Il diritto alla protezione dei dati personali è un diritto fondamentale dell’individuo ai sensi della Carta dei diritti fondamentali dell’Unione europea (art. 8). Oggi è tutelato, in particolare, dal Regolamento (UE) 2016/679 del Parlamento europeo e del Consiglio, del 27 aprile 2016, relativo alla protezione delle persone fisiche con riguardo al trattamento dei dati personali, nonché alla libera circolazione di tali dati e che abroga la direttiva 95/46/CE (regolamento generale sulla protezione dei dati), oltre che da vari altri atti normativi italiani e internazionali e dal Codice in materia di protezione dei dati personali (decreto legislativo 30 giugno 2003, n. 196), adeguato alle disposizioni del Regolamento (UE) 2016/679 tramite il Decreto legislativo 10 agosto 2018, n. 101. Sono dati personali le informazioni che identificano o rendono identificabile, direttamente o indirettamente, una persona fisica e che possono fornire informazioni sulle sue caratteristiche, le sue abitudini, il suo stile di vita, le sue relazioni personali, il suo stato di salute, la sua situazione economica. Interessato è la persona fisica alla quale si riferiscono i dati personali. Titolare è la persona fisica, l’autorità pubblica, l’impresa, l’ente pubblico o privato, l’associazione, ecc., che adotta le decisioni sugli scopi e sulle modalità del trattamento. Responsabile (esterno) è la persona fisica o giuridica alla quale il titolare richiede di eseguire per suo conto specifici e definiti compiti di gestione e controllo per suo conto del trattamento dei dati (articolo 4, paragrafo 1, punto 8, del Regolamento UE 2016/679). Organismo di tutela è rappresentato dal Garante della privacy. Il Garante per la Protezione dei Dati Personali, noto anche come Garante della privacy, è un’autorità amministrativa indipendente italiana istituita dalla legge 31 dicembre 1996, n. 675, per assicurare la tutela dei diritti e delle libertà fondamentali e il rispetto della dignità nel trattamento dei dati personali.

Ambito oggettivo di applicazione

  1. La Corte d’Appello di Milano, con sentenza dell’11 maggio 2016, confermava la sentenza del Tribunale della stessa sede, che aveva respinto la domanda proposta da M.L., docente della scuola secondaria superiore statale, per la dichiarazione della illegittimità dell’ordine di servizio del dirigente dell’Istituto scolastico del 20 aprile 2010, con il quale gli veniva vietato di registrare le lezioni svolte in classe.
  2. La Corte territoriale osservava che in base al D.P.R. n. 249 del 1998, (Regolamento recante lo Statuto degli studenti della scuola secondaria), art. 2, il docente deve coinvolgere gli studenti nelle decisioni rilevanti, tenendo conto del loro eventuale dissenso.

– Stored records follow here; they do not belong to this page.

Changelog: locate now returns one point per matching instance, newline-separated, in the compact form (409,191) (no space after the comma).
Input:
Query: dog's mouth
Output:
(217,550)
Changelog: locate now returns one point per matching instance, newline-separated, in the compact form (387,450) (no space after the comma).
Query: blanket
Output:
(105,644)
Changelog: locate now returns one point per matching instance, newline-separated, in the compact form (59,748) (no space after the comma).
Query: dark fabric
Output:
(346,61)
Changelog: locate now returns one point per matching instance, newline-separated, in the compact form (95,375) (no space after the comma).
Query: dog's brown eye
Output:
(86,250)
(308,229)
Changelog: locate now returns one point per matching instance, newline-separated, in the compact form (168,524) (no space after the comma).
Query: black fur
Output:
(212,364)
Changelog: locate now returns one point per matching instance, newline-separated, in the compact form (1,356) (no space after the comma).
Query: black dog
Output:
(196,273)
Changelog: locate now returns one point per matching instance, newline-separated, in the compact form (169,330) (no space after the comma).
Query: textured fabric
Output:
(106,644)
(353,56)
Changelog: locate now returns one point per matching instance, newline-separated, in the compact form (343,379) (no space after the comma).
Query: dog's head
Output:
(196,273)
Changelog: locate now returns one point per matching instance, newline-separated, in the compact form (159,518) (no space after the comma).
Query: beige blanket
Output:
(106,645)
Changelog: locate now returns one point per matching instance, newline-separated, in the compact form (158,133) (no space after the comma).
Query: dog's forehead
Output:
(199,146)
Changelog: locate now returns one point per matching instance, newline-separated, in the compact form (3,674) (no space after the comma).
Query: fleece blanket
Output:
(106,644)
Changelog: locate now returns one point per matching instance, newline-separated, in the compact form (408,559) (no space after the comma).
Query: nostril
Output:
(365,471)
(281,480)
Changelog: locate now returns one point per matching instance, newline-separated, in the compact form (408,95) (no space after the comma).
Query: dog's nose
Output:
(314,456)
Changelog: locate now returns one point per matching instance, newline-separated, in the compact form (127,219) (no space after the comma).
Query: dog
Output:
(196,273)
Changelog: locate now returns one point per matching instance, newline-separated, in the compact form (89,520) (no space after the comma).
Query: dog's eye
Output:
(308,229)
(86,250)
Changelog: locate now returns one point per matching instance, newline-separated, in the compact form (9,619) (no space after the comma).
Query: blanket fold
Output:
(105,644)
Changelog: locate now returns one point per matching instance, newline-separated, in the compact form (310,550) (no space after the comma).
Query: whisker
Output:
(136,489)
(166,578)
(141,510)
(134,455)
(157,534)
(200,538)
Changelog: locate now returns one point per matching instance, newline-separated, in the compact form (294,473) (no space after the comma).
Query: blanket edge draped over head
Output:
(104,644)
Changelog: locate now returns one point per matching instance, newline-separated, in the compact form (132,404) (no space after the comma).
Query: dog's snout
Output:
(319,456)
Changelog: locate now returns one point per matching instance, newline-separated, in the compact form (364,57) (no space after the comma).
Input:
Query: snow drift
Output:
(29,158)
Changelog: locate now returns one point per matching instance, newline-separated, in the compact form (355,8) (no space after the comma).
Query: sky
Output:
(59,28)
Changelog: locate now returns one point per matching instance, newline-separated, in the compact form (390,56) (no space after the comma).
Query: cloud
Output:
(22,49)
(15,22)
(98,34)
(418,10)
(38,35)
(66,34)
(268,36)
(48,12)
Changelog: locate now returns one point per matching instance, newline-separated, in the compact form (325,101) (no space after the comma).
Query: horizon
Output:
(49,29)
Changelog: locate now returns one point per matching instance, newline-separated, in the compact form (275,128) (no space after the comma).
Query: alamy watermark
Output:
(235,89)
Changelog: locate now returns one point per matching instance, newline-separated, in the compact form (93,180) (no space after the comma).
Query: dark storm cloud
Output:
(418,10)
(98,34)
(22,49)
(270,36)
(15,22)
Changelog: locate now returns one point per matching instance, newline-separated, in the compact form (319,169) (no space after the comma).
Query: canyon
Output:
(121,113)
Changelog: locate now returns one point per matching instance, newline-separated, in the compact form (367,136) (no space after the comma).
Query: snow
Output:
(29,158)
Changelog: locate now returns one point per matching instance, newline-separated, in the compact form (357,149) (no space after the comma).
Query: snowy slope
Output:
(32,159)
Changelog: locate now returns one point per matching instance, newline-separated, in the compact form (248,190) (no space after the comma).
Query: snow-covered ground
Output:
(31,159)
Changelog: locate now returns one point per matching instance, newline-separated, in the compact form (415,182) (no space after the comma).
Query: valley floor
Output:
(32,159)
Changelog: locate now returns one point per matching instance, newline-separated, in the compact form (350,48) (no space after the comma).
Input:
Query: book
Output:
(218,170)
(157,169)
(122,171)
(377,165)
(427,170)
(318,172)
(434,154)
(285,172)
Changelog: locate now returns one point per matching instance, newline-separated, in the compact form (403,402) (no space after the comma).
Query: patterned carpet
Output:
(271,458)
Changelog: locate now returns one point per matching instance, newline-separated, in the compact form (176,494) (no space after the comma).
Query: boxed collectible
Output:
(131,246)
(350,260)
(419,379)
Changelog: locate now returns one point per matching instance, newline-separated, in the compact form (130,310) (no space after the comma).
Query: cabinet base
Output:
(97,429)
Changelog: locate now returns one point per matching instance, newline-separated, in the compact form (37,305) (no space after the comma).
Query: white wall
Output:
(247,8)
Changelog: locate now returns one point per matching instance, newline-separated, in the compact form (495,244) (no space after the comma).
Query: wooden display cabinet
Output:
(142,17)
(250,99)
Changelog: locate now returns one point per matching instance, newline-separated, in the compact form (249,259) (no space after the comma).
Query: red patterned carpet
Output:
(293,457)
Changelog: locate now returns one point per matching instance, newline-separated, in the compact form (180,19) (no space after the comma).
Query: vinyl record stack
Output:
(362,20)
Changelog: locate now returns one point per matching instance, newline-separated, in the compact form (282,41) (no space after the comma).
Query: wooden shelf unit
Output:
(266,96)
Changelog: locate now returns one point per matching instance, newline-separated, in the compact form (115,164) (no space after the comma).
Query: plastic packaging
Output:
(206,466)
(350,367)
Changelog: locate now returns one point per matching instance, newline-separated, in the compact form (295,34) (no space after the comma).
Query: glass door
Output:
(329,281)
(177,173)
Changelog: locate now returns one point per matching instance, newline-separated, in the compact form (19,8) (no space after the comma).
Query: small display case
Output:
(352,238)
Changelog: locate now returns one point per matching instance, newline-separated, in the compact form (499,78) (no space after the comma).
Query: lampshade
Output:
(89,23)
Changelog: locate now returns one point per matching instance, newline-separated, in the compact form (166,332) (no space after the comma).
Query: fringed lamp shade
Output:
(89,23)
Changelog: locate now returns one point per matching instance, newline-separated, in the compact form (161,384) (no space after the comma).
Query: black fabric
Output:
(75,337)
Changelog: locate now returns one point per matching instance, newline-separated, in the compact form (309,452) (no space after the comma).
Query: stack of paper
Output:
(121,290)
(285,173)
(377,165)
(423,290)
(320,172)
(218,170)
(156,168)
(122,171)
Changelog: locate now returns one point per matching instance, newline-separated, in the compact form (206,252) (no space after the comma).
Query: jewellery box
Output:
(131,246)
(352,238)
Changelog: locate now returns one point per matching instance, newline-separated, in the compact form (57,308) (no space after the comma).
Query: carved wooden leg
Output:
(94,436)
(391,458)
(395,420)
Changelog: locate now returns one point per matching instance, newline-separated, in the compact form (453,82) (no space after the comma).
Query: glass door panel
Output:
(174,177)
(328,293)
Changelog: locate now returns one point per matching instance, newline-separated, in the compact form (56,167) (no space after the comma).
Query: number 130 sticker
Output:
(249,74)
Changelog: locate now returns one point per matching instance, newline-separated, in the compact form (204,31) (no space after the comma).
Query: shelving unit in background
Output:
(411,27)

3.Inoltre, a tenore dell’art. 4 codice privacy, comma 1, lett. a), costituiva “trattamento” dei dati personali anche la loro registrazione, indipendentemente dalla successiva comunicazione o diffusione. Secondo il provvedimento del Garante della privacy del 20 gennaio 2005, in caso di registrazione di immagini e suoni, anche per uso personale, occorreva informare preventivamente gli interessati, acquisire il loro consenso informato ed osservare tutte le cautele previste.

  1. In punto di fatto il giudice dell’appello esponeva che, secondo alcuni studenti, il M. non solo non aveva informato gli alunni della registrazione ma perfino celato il registratore dietro i libri; in ogni caso, il docente aveva compiuto una scelta unilaterale non partecipata e non aveva chiesto alcun consenso.
  2. Doveva altresì considerarsi che, secondo le direttive del MIUR e del Garante della privacy, era rimessa alla valutazione dell’Istituto scolastico la possibilità di disciplinare la registrazione della lezione o l’uso di videofonini. Nella specie il regolamento dell’Istituto vietava l’uso dei cellulari nelle classi; il divieto doveva estendersi a tutti gli apparecchi idonei a registrare audio o video. La condotta del M. aveva dunque violato un divieto legittimamente posto dal regolamento di Istituto.
  3. Né poteva tacersi che gli interessati erano minorenni sicché in tutte le decisioni doveva avere una considerazione preminente l’interesse superiore del fanciullo, ai sensi della Convenzione di NEW YORK del 20 novembre 1989.
  4. Infine, il potere conformativo del datore di lavoro poteva estendersi a regolamentare le modalità di svolgimento delle mansioni; era legittimo il divieto del dirigente scolastico di registrare le lezioni, con potenziale registrazione delle conversazioni degli studenti, al fine di tutelare la loro riservatezza e di impedire contrasti tra alunni e docente. Nessun principio di rango costituzionale garantiva, invece, al docente il diritto a registrare le proprie lezioni, essendo inconferente il richiamo all’art. 97 Cost..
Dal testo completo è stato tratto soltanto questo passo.